From a broader viewpoint, we now have solid cases of news orgs being treated, as an entity, as good web citizens. Consider the huge audience and resonance of Serial — the show interacts with its Internet response with remarkable skill. Yet it, too, has a very sharp edge to it, as the first season’s story concludes possibly unsatisfactorily. One wrong move could trigger a terrifying audience response, with serious, lawyer-asked questions about journalistic culpability.
In 2015, I’d love to see us discuss our reporting on Internet reactions and how disingenuous or bombastic the next case will be, as people test the edges of what we’ll quote. I would like to see us seriously consider the relationship between little-t trollish “I dare you to say X” actions and how it can metastasize into capital-T Trolling and severe digital harassment.
By the end of 2014, the debate about incompatible cultures and language between tech dogma and journalistic tradition took center stage within the analysis of The New Republic’s revolt. And Aaron Kushner’s reversals at The Orange County Register. And my own paper’s Innovation Report and editorial upheavals. Also NPR’s shifting executives. And Bezos’ Washington Post. And Andreessen Horowitz’s venture investment in BuzzFeed — and so forth, etc.
I’m a member of a newsroom development team. Tech’s buzzwords and maxims are my original professional vocabulary — they can indeed be ridiculous. Those of us blending both cultures understand that reaction, and we can go much deeper in making fun of it. We can recursively run that joke on the command line.

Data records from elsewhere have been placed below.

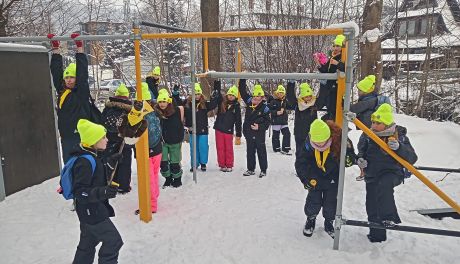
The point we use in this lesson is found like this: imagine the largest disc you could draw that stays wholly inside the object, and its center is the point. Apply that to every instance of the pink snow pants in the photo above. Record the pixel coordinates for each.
(154, 181)
(224, 145)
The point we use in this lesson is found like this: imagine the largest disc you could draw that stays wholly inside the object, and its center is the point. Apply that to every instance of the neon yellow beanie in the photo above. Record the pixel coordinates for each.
(281, 89)
(233, 91)
(90, 133)
(146, 95)
(339, 39)
(305, 90)
(70, 71)
(319, 131)
(384, 114)
(367, 85)
(258, 91)
(198, 89)
(122, 90)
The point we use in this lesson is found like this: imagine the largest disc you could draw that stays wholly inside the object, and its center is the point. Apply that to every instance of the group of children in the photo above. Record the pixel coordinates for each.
(167, 118)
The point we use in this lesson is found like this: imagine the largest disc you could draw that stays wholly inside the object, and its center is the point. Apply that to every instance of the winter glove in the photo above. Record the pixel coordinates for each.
(107, 192)
(362, 163)
(54, 43)
(78, 43)
(393, 144)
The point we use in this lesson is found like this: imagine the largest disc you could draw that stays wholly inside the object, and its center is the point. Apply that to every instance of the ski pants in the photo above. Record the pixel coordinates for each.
(224, 146)
(91, 236)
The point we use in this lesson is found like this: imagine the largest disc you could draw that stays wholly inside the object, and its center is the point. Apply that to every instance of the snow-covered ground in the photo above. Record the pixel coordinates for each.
(228, 218)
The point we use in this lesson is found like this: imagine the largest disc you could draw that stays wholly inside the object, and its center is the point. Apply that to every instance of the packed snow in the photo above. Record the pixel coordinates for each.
(228, 218)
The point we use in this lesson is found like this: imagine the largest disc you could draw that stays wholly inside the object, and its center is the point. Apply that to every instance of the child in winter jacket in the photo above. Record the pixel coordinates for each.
(305, 111)
(328, 89)
(203, 107)
(228, 117)
(91, 192)
(118, 106)
(74, 99)
(382, 172)
(317, 166)
(279, 117)
(256, 123)
(172, 130)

But dismissing the point or the person in full because of buzzwords is denial. Calling it a justified backlash is an offensive gesture towards news staff who run the servers, write the software, hack the CMS, wrangle endless smartphone variations, promote news on ever-shifting tech platforms, and scramble to meet deadlines far more arbitrary than the tech industry itself.
That’s electing to use a meat cleaver as a nail trimmer. The same bingo drinking-game template works for tech’s back-patting and journalism’s navel-gazing. Journalism indulges its own buzzwords, dogma, and secret-handshake crap. And both industries would happily do away with “storytelling” or “disruption,” words diced and drained of any meaning by trite overexposure.
I hope 2015 will see us discussing myopic business tactics and debating half-baked, Hail Mary ideas. However, I expect we’ll jump to debating the backlash to the backlash — or, if tech comes out on top, the forked backlash. And we’ll all cringe at the metaphor-bursting point where we find ourselves with a meta-backlash.
Tiff Fehr is a data journalist at The New York Times.